Patricia Jones (left), who fought to get her son Darion placed in a therapeutic day school, sits with her daughter Joy. Jones waged a similar battle to find a therapeutic placement for Joy, who is now enrolled in Olive-Harvey College. [Photo by Cristina Rutter] Credit: Photo by Cristina Rutter

After her son, Darion, was attacked by Fenger High School football players who accused him of stealing flip flops, Patricia Jones decided that he could not safely return to the rough school on the far South Side.

Diagnosed with both bipolar and explosive intermittent disorder, Darion was liable to lash out. The players, too, were out to get him again, Jones felt.

Jones told the principal that she wanted Darion transferred, but was stunned when she was told he should go to an alternative school. Most alternative schools in CPS have small budgets and too few social workers, psychologists and psychiatrists to adequately help troubled students. Some of the schools hesitate to take students with a laundry list of problems, like Darion’s.

“When I tried to ask questions, the principal told me she wasn’t going to argue with me,” Jones recalls. “I told her she would be hearing from my attorney.”

“They thought I was a fool,” adds Jones, a short, stocky powerhouse of a mom.

Jones says she knew instinctively that an alternative school was not the right place for Darion. He sat home for more than a month as she pursued legal action on his behalf. It was only after Jones sought the counsel of an attorney that district officials acquiesced and approved a placement for Darion in a therapeutic day school.

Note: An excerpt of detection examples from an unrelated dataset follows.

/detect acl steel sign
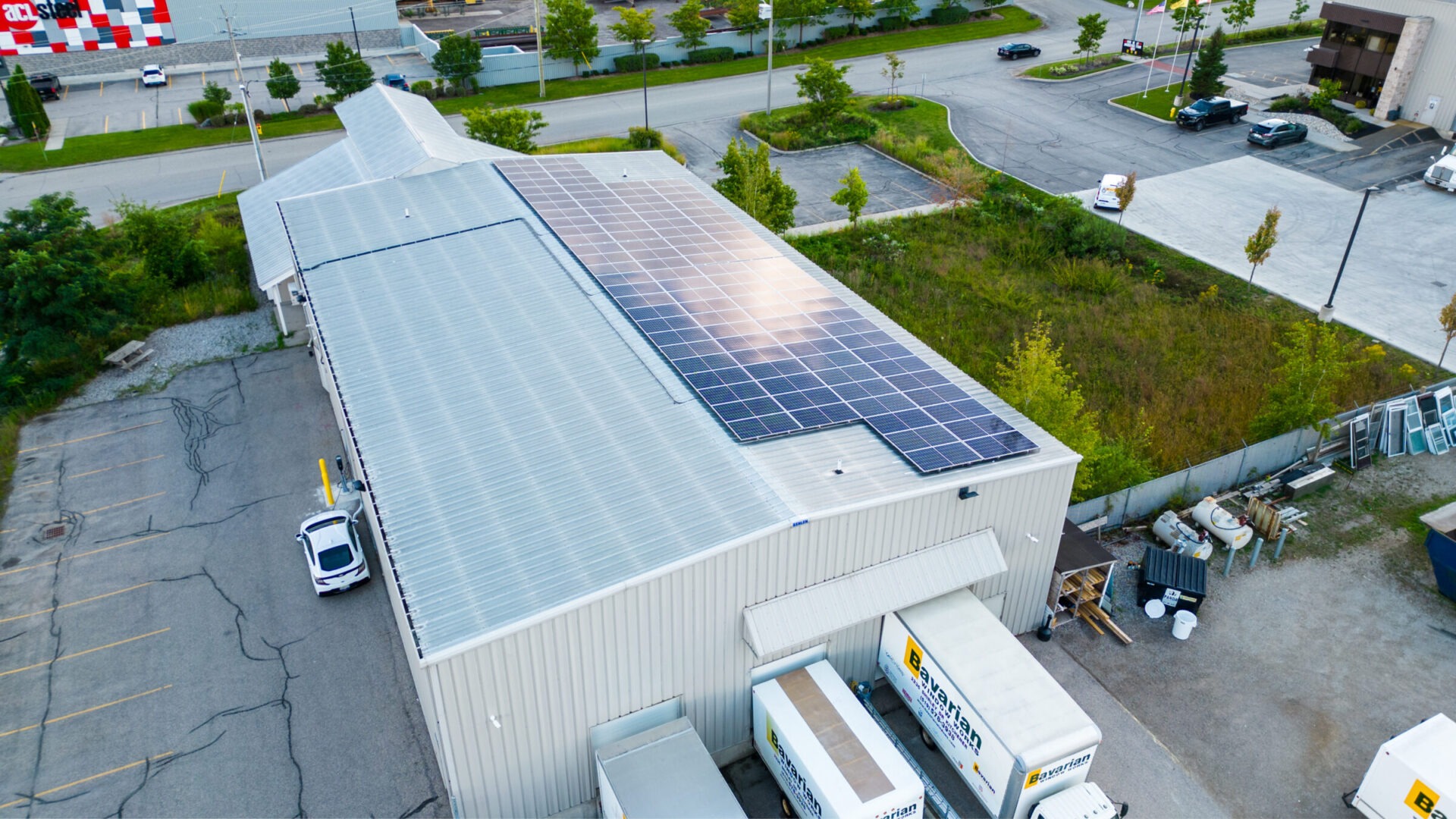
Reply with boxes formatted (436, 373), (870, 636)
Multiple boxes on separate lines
(0, 0), (176, 57)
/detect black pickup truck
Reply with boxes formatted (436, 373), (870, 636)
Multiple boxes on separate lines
(1176, 96), (1249, 131)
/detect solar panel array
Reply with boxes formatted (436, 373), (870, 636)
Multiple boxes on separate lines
(495, 158), (1037, 472)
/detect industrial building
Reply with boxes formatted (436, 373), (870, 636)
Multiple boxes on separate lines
(239, 86), (1079, 816)
(0, 0), (400, 74)
(1304, 0), (1456, 139)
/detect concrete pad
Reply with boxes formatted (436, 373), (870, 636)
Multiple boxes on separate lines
(1079, 156), (1456, 364)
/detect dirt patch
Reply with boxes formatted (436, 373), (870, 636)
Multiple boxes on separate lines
(1056, 455), (1456, 816)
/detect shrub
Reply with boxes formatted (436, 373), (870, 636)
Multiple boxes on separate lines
(187, 99), (223, 124)
(930, 6), (971, 27)
(611, 54), (663, 71)
(687, 46), (734, 63)
(628, 125), (663, 150)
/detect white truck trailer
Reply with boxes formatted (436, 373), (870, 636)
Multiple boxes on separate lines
(1345, 714), (1456, 819)
(753, 661), (924, 819)
(880, 590), (1105, 819)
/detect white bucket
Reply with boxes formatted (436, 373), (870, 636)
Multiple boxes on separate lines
(1174, 612), (1198, 640)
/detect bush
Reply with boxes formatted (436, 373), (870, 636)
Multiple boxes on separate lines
(930, 6), (971, 27)
(687, 46), (734, 64)
(628, 125), (663, 150)
(611, 49), (664, 71)
(187, 99), (223, 124)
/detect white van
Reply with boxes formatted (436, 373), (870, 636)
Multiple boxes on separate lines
(1424, 147), (1456, 193)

Darion was extraordinarily lucky on several fronts. He had an involved mother who had been through similar struggles before with another child and knew about specialty schools that are designed to educate students with severe academic, behavioral and mental health problems.

These days, it is extremely difficult to get a placement in a private special education school.

CPS gets almost half—about $86 million—of the state’s $178 million appropriation for private placements, but it is wrapped in a larger special education block grant. Unlike other districts, CPS can spend the money on other services for special education students, including transportation.

The block grant creates a disincentive for CPS to allow students to attend these private schools, says Bridget Helmholz, a consultant for the Illinois Association of Private Special Education Centers. Helmholz has worked with the association for 30 years. 

CPS officials would not provide information on how much they spend to place special education students in private schools.

“The problem is when you have money not based on the number getting a service,” Helmholz says. “The incentive is to not serve the students and keep the money.”

Nationally, private placements have gone up, but in CPS they have shrunk dramatically even though state money for private placements has increased. Advocates and lawyers for special-needs students say children with multiple and profound disabilities—students who would have been placed in private therapeutic settings in the past—are now not getting the services they need.

Rodney Estvan of Access Living, an advocacy organization for people with disabilities, says keeping more students in regular schools could be a good thing, if the district was creating high-quality, separate classes in-house.  But Estvan, a longtime observer of the district, says there’s no evidence that students are being more effectively educated or that the money saved on private placements is going to make separate classes better.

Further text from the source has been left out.